From poor food to pride

I'm not dead. I've been blogging up a storm at my other site, truestorieshonestlies, and haven't had the chutzpah to come here too. I miss writing and thinking about food, but haven't been sure of what to say.

I'm traveling now, in North Carolina far from my usual New England. My breakfast this morning was of the great American delicacies, biscuits and gravy. For those of you unfamiliar with this fine regional dish, it's sturdy white-flour biscuits covered in white gravy made out of a roux based in sausage fat. The better gravies have bits of sausage suspended in the mess and are a little spicy. It's bound to kill you if eaten too often and utterly delicious.

As I was savoring every morsel this morning I got to thinking about other sturdy, regional foods I love. None are healthy, they all are rich, fatty and delicious. Cheesesteak sandwiches like those I grew up with in Philadelphia; fish tacos; biscuits and gravy; you know the kind of foods I'm talking about. These are all foods made from what's available, the leftover odds and ends in the kitchen from those homes where you need to use everything, nothing can go to waste. These are foods that are more concerned about daily caloric intake - making sure there is enough - than with a balanced diet, low-fat, high-fiber kind of life.

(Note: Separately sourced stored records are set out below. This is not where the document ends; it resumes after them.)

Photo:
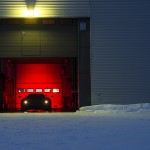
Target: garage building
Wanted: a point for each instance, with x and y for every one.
(76, 52)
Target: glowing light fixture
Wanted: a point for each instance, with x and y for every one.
(31, 13)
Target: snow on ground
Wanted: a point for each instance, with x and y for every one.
(100, 127)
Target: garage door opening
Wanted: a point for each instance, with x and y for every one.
(56, 78)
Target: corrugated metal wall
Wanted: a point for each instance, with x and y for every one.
(120, 51)
(48, 8)
(34, 41)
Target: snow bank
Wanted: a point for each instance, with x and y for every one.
(142, 107)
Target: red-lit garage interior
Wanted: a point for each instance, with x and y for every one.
(55, 78)
(45, 56)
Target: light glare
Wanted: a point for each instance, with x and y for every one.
(31, 13)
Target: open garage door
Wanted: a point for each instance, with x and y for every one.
(55, 78)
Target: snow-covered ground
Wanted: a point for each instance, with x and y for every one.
(101, 127)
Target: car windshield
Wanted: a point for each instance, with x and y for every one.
(35, 96)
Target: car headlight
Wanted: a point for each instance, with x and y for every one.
(46, 102)
(25, 102)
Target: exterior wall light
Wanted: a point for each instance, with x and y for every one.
(31, 13)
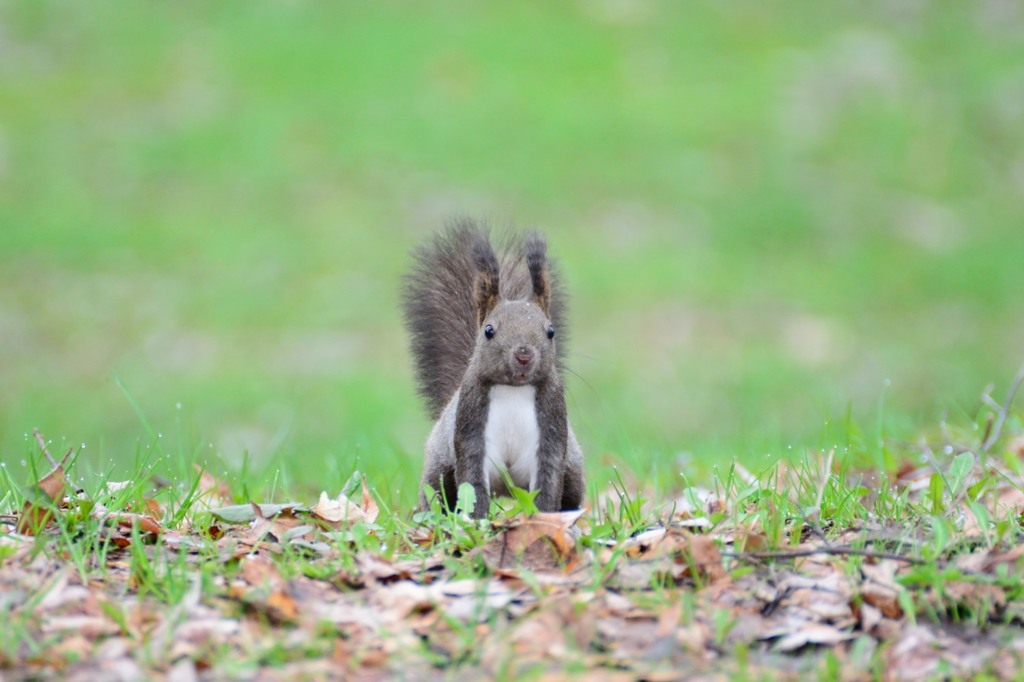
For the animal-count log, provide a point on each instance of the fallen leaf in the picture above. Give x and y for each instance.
(541, 542)
(343, 512)
(42, 499)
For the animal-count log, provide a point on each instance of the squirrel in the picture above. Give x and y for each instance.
(486, 332)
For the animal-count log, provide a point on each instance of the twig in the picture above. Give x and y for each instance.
(49, 458)
(840, 551)
(1004, 411)
(42, 446)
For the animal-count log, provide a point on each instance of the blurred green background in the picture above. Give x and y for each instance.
(767, 214)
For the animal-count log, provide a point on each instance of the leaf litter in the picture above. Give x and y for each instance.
(285, 591)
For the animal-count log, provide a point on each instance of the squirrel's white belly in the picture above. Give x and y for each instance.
(511, 437)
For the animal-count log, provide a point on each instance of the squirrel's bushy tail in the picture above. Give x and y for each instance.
(440, 309)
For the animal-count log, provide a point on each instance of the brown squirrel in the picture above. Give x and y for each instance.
(482, 329)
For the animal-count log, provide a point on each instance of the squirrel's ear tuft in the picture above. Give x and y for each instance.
(537, 262)
(485, 293)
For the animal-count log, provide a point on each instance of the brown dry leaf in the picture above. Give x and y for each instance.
(343, 512)
(267, 591)
(542, 542)
(880, 588)
(144, 523)
(804, 633)
(37, 514)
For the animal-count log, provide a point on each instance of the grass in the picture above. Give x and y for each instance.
(767, 217)
(786, 228)
(819, 506)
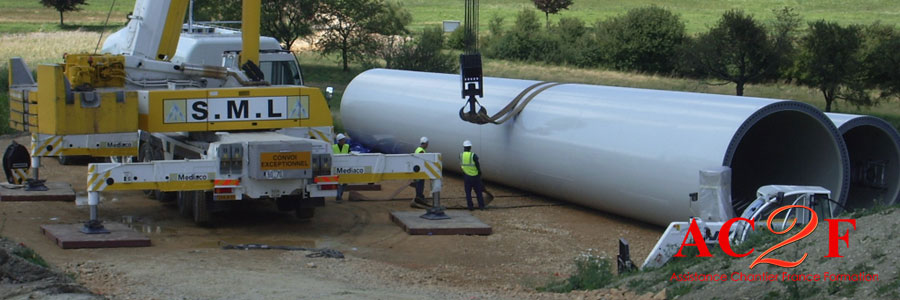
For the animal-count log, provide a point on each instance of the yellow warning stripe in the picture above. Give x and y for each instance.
(99, 152)
(53, 141)
(431, 170)
(320, 135)
(378, 177)
(97, 183)
(165, 186)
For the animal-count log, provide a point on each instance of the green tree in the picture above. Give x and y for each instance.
(424, 54)
(737, 50)
(881, 59)
(551, 7)
(285, 20)
(349, 27)
(522, 42)
(288, 20)
(784, 33)
(645, 39)
(63, 6)
(830, 61)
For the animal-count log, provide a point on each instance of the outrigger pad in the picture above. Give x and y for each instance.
(15, 157)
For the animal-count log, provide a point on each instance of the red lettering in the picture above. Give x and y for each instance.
(834, 237)
(699, 242)
(723, 237)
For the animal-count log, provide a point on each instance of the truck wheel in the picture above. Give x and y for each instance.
(185, 205)
(202, 209)
(148, 153)
(305, 213)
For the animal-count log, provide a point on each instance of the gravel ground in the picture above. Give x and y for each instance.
(535, 241)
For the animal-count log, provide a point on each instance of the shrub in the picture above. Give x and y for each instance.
(591, 273)
(645, 39)
(457, 40)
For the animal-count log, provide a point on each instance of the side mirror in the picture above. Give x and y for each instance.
(329, 93)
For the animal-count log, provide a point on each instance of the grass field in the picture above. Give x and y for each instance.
(44, 47)
(698, 15)
(31, 16)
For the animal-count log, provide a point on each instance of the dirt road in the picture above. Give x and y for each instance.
(535, 240)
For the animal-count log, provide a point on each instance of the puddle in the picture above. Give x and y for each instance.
(148, 229)
(234, 240)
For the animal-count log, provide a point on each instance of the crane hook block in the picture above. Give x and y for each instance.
(471, 74)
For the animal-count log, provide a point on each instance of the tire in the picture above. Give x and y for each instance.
(202, 209)
(185, 204)
(148, 153)
(306, 213)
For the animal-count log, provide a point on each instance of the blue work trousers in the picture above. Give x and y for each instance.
(474, 182)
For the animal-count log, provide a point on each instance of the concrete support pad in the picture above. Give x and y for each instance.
(460, 222)
(69, 236)
(58, 191)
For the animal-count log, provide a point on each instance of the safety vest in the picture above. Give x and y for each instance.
(340, 150)
(467, 161)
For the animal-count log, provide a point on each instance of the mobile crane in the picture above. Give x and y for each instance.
(205, 135)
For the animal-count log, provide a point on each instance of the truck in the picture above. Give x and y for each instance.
(205, 132)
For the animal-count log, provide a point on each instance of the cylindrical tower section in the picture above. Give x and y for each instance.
(873, 146)
(633, 152)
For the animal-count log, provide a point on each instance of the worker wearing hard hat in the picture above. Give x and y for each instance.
(472, 175)
(340, 148)
(420, 184)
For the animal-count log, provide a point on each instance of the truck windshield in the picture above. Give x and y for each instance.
(281, 72)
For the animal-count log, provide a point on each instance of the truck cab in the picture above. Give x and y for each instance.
(219, 46)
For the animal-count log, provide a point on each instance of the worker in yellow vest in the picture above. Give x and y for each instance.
(471, 175)
(420, 184)
(340, 148)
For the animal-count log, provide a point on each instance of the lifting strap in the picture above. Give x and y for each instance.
(512, 109)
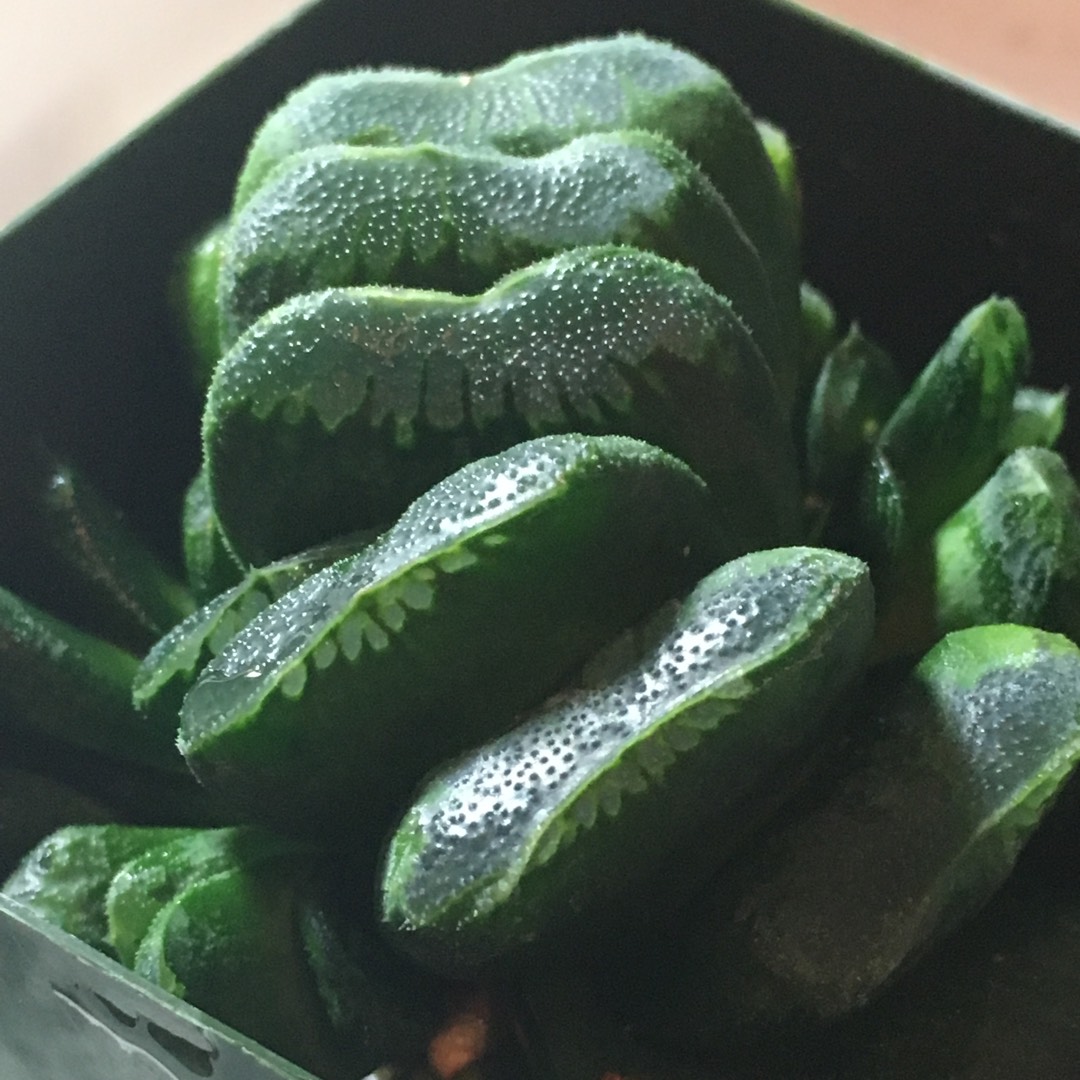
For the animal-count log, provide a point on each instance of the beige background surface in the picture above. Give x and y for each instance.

What I find interesting is that these foods have moved from poor food, stuff you eat because you have to, to regional pride. Ask anyone from Philadelphia about the local cuisine and I can promise they will mention steak sandwiches, not knowing that originally they were made with the leftover scraps of meat. Southern Californians love their fish tacos, cheap and hot from stands, but they were originally a food of necessity, made out of what was readily available. And biscuits and gravy are the mainstay of any Southern establishment that wants to tout its Southerness. These are no longer the foods of poverty, but of pride and tradition.